The article below was drafted by Laura Schrauth who is a licensed attorney involved in sport, entertainment, intellectual property, and business law. As a law student, she participated in the American Bar Association Intellectual Property Section’s Law Student Reporters program and has been published in law reviews and practice magazines throughout the United States. When she’s not working, Laura enjoys all things music, cooking shows, and the Chicago Cubs. She can be found on Twitter @LauraSchrauth17.
The term “celebrity” has come to mean many things in 2020. Once reserved for movie stars, recording artists, and professional athletes, technology has opened the term up to include those with popular YouTube or gaming channels, social media influencers, and even amateur athletes. Although the term has changed meanings to include more people than ever before, the law in the United States protecting “celebrity” has remained the same.
In the United States, celebrities often market themselves using what are commonly called rights of publicity. These rights fall under federal trademark protections, chiefly section 43 of the Lanham Act. This section allows individuals the rights to limit or control how their name, image, and likeness (NIL) are used in marketing. While everyone is entitled to these federal protections, only 33 of the 50 states recognize any rights of publicity on the state level, and unsurprisingly, only California and New York have comprehensive practices.

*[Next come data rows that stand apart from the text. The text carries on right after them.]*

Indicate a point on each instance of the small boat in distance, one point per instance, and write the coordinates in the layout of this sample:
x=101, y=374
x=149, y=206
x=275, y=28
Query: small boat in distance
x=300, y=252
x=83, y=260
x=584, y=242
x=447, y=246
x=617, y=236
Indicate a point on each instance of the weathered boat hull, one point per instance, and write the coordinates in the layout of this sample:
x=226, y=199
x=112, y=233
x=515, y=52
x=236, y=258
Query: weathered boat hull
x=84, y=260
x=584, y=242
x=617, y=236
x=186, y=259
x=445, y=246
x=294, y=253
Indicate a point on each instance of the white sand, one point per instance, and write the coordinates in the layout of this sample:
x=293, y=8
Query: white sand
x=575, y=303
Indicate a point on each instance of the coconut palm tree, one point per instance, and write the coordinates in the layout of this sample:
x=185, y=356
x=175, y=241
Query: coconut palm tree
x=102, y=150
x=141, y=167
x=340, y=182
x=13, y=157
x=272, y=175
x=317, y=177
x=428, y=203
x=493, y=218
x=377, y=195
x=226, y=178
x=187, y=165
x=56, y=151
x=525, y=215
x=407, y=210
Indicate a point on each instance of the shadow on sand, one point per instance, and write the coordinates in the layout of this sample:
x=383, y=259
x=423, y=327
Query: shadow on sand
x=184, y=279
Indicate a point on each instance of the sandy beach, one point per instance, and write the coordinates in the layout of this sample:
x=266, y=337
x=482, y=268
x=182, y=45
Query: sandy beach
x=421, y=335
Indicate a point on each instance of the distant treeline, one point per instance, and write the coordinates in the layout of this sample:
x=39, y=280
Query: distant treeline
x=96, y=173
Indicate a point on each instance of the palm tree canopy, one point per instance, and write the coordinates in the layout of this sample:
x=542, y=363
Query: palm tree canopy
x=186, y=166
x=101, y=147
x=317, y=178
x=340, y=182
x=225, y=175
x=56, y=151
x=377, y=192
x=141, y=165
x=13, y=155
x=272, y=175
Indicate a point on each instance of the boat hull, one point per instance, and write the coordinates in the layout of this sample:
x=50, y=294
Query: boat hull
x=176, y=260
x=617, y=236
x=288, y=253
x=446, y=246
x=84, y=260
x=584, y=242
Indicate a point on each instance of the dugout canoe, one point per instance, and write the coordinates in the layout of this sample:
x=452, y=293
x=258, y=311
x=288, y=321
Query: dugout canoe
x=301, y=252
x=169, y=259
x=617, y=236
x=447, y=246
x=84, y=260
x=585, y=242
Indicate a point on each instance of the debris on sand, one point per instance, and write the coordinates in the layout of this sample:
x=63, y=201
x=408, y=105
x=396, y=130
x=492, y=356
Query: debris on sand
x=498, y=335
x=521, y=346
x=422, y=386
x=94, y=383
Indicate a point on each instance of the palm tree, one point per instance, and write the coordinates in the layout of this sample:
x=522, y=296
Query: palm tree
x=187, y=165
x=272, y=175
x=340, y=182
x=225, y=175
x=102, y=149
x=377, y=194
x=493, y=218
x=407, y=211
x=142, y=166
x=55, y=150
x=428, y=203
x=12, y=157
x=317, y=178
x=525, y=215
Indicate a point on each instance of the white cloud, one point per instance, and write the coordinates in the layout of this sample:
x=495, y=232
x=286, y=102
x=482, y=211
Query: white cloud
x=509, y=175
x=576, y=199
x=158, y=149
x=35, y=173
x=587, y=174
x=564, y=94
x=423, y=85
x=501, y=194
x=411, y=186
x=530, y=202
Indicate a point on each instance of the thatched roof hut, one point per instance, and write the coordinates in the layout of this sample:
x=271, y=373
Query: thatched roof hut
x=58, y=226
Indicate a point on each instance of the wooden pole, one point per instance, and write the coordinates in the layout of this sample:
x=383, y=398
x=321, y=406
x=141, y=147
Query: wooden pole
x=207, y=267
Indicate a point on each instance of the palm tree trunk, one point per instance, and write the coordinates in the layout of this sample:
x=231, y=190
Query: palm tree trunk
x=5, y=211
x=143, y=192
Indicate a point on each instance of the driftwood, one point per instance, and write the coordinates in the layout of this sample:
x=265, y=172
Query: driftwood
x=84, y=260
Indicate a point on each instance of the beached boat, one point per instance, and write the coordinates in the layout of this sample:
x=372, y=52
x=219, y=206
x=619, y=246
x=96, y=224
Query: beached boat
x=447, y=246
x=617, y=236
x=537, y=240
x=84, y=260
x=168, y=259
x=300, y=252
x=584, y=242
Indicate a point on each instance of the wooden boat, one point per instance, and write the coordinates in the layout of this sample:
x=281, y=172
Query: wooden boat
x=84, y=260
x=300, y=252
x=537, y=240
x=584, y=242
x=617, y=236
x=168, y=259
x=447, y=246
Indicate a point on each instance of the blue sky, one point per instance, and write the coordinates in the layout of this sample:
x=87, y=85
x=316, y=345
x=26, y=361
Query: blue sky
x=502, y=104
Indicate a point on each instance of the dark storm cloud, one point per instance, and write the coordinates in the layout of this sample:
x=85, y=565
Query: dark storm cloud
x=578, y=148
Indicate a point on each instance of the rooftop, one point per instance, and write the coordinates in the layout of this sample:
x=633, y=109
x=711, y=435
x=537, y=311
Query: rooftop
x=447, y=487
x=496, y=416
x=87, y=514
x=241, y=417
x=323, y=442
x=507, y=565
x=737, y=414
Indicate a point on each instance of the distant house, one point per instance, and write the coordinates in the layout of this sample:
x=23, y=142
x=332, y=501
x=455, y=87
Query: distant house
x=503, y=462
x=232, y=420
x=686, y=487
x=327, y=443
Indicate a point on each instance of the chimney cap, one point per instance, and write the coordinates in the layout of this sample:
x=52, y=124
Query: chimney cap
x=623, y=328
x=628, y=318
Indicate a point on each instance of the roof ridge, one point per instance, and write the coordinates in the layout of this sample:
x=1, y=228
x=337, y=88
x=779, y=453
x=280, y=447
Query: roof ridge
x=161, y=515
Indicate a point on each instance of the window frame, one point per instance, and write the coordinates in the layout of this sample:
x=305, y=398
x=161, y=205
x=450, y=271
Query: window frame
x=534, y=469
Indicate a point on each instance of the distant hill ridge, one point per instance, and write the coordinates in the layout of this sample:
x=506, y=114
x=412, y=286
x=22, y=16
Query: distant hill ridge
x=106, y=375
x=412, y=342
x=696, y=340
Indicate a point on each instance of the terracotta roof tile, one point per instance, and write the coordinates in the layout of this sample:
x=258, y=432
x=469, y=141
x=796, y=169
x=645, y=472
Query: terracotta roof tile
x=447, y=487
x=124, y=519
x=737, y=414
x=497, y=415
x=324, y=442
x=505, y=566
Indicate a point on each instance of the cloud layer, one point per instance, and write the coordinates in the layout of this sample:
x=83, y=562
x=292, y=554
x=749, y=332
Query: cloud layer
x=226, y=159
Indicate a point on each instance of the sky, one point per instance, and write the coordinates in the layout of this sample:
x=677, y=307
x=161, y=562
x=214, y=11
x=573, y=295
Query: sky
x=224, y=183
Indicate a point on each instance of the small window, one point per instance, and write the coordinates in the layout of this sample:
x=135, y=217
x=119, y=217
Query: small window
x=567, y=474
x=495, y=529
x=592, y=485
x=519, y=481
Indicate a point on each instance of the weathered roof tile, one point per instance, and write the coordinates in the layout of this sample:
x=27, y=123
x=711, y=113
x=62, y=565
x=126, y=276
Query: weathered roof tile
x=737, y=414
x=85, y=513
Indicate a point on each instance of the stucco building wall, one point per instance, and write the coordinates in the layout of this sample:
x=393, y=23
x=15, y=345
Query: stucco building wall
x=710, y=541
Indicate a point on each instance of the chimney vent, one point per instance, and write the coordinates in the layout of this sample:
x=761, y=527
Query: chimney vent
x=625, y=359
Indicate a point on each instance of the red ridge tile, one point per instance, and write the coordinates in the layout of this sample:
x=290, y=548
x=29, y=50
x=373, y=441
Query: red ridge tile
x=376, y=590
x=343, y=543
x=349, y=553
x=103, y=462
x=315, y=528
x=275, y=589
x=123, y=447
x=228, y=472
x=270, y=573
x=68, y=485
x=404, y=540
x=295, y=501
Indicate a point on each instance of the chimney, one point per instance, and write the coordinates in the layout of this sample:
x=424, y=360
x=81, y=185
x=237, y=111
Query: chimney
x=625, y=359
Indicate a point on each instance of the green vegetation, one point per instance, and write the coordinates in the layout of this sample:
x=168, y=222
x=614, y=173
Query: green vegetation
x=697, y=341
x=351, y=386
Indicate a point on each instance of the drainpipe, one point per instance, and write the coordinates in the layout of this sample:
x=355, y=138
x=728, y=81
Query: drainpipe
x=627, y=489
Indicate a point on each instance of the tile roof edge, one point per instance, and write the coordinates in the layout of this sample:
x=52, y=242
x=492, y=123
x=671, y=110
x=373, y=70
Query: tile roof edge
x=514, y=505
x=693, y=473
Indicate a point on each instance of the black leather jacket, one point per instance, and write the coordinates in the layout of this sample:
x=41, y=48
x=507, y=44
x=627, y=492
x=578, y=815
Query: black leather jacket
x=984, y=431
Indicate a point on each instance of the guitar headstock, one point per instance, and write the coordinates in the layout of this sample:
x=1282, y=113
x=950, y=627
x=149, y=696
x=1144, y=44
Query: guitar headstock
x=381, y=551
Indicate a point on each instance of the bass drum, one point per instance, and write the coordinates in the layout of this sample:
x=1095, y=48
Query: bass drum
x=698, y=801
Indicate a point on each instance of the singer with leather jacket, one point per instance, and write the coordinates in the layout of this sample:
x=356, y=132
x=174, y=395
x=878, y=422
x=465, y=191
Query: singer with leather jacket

Recent controversy has sparked conversations about how far these NIL rights go when the NCAA (National Collegiate Athletic Association) voted to change their policy that forbids college athletes from capitalizing on their own rights of publicity at risk of forfeiting their amateur status to one that allows the athlete to exercise rights of publicity while remaining NCAA eligible. Beginning in 2021, college athletes will be allowed to share in the profits that universities and athletic companies generate by using their NIL. Many opponents argue that this decision is unwise, as most top preforming college athletes are already afforded many luxuries by their universities, while others are glad for the change, noting that those with shorter careers will gain the most benefit from cashing in sooner rather than later in their college years.
One notable example of the latter’s argument can be seen in recent Olympic swimming champions Missy Franklin and Katie Ledecky. Even though the Olympic Committee eliminated their amateurism requirement in 1971, the NCAA only voted for the 2021 change at the end of 2019. After the 2012 Olympic season, gold medal winner Missy Franklin had to turn down millions of dollars in endorsements in order to return back to her college swim team. By the 2016 Olympics, Franklin could not keep up with the new talent, and found herself without any offers for endorsements. That same year, 2016 champion Katie Ledecky decided to quit her college swim team in order to avoid making that same mistake. Both swimmers expressed their disappointment in having to choose between the two.
Senator Richard Burr, an opponent of this decision, proposed that student athletes should now be taxed for athletic scholarships, citing them as income. Critics of that idea counter that only endorsement money should be taxed as income, because the scholarship is still the only compensation universities give student athletes in consideration of playing for their school. Others question the profitability of student athletes to universities and athletic companies, who prior to the rule kept 100% of all jersey and apparel monies, where students are now in a position to control their own NIL. This should not interfere with university or apparel company profits, however, because it is via those mediums that student athletes gain their exposure in the first place, which encourages student athletes to participate for their own benefits. Fee agreements could easily be incorporated into athletic contracts, wherein universities, companies, and players could come to mutual understandings of how those NIL rights can be utilized by them all. Rather than losing a share in anything, players now have the opportunity to gain a share in their own marketing, which could serve as encouragement for student athletes to stay in collegiate athletics, rather than leave early to pursue professional or monetary opportunities instead.
While controversial, this seems to be a good move for the NCAA. No longer will student athletes have to decide which persona, student or athlete, to attach to in order to maximize their careers or career potential. Going into the 2020 Olympics, we will see athletes who are both.